Saudi Arabia may have to turn back to the private sector to ensure progress with new generating capacity
The decision by Saudi Electricity Company (SEC) to shelve the PP9 power plant conversion project is likely to be symptomatic of the pressures facing the kingdoms investment programme in the era of lower oil prices.
After receiving bids in April this year and selecting a preferred bidder, SEC has decided to cancel the project for the time being. While the reason behind this is unclear, it is likely due to money being required elsewhere.
The cancellation of the power project comes as the Washington-based IMF voiced its concern over the kingdoms declining fiscal position. The fund forecasts that the kingdom will run significant deficits for the next five years and faces emptying its deep reserves if it does not alter its budget plans.
The IMFs prediction follows hot on the heels of the news that the Saudi Finance Ministry has ordered government clients to put a freeze on contract awards for the remainder of 2015. While Riyadh has said little publicly about cutting expenditure, it should not come as a surprise if its upcoming budget for the next year reveals a trimming in capital spending.

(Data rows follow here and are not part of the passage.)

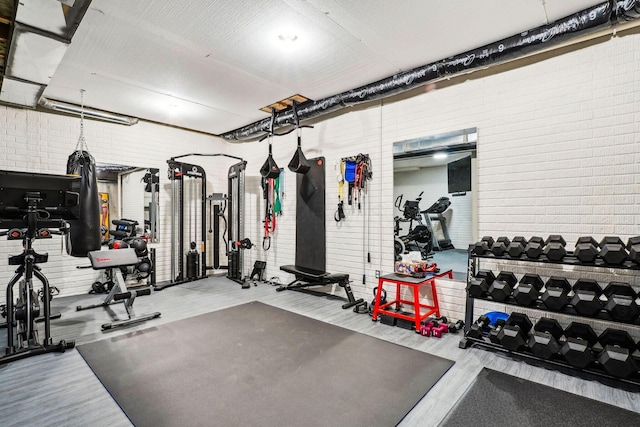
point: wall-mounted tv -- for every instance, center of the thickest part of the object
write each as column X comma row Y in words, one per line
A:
column 459, row 175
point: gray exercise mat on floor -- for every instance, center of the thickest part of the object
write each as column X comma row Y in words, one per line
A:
column 497, row 399
column 258, row 365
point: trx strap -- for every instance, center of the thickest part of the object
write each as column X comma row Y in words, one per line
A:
column 277, row 204
column 269, row 171
column 268, row 185
column 339, row 215
column 350, row 176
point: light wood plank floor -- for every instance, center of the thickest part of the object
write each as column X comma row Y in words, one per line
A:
column 61, row 390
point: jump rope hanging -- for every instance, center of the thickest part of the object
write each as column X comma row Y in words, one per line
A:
column 354, row 172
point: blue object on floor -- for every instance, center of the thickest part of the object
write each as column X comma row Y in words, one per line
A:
column 494, row 316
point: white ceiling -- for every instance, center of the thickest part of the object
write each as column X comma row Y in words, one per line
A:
column 211, row 65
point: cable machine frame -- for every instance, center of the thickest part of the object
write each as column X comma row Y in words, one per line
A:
column 177, row 172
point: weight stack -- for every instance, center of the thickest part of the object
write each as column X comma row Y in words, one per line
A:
column 234, row 271
column 192, row 265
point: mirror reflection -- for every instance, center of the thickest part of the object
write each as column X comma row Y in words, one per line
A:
column 129, row 202
column 434, row 199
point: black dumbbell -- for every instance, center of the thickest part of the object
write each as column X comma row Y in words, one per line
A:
column 502, row 287
column 534, row 247
column 513, row 335
column 613, row 251
column 483, row 246
column 455, row 327
column 477, row 329
column 495, row 330
column 556, row 294
column 621, row 301
column 500, row 246
column 554, row 248
column 586, row 297
column 479, row 285
column 528, row 289
column 578, row 350
column 633, row 246
column 516, row 247
column 586, row 250
column 619, row 356
column 544, row 342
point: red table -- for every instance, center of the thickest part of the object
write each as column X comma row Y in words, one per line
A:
column 415, row 284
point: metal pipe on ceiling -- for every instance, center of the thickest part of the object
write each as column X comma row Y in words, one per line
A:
column 88, row 112
column 602, row 16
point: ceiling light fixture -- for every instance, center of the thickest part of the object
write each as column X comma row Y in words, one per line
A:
column 90, row 113
column 287, row 37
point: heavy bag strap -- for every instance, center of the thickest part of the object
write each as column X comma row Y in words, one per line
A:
column 270, row 169
column 298, row 163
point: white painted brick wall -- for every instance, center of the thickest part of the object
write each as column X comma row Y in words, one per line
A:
column 41, row 142
column 558, row 153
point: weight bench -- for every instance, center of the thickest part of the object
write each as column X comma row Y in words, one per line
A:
column 306, row 277
column 114, row 259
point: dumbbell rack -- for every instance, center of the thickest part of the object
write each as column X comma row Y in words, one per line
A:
column 473, row 262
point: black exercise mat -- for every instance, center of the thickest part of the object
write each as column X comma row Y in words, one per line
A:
column 497, row 399
column 258, row 365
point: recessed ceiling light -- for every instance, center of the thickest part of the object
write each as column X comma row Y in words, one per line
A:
column 287, row 37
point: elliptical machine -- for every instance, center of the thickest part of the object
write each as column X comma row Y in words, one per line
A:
column 418, row 238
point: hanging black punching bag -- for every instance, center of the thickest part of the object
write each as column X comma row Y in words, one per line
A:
column 84, row 235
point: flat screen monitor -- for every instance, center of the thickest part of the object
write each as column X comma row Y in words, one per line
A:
column 459, row 175
column 58, row 195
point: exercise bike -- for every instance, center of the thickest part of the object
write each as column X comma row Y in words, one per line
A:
column 418, row 238
column 23, row 308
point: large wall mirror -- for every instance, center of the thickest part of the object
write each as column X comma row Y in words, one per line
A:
column 435, row 202
column 129, row 201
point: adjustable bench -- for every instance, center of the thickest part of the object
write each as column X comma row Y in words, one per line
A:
column 114, row 259
column 306, row 277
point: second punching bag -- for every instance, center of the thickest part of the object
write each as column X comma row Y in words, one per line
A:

The government is aware the power sector is one area where investment is vital, with population growth and industrial diversification continuing to drive rampant demand growth for electricity.
SEC is planning to add 47,711MW of generation capacity to the grid by 2024 to meet the expected demand, which will require tens of billions of dollars to finance. The utility has moved away from the independent power project (IPP) model for recent schemes, favouring variations of engineering, procurement and construction (EPC) models.
However, Riyadh may now have to turn back to the private developer market to ensure it can deliver all of the power projects it requires.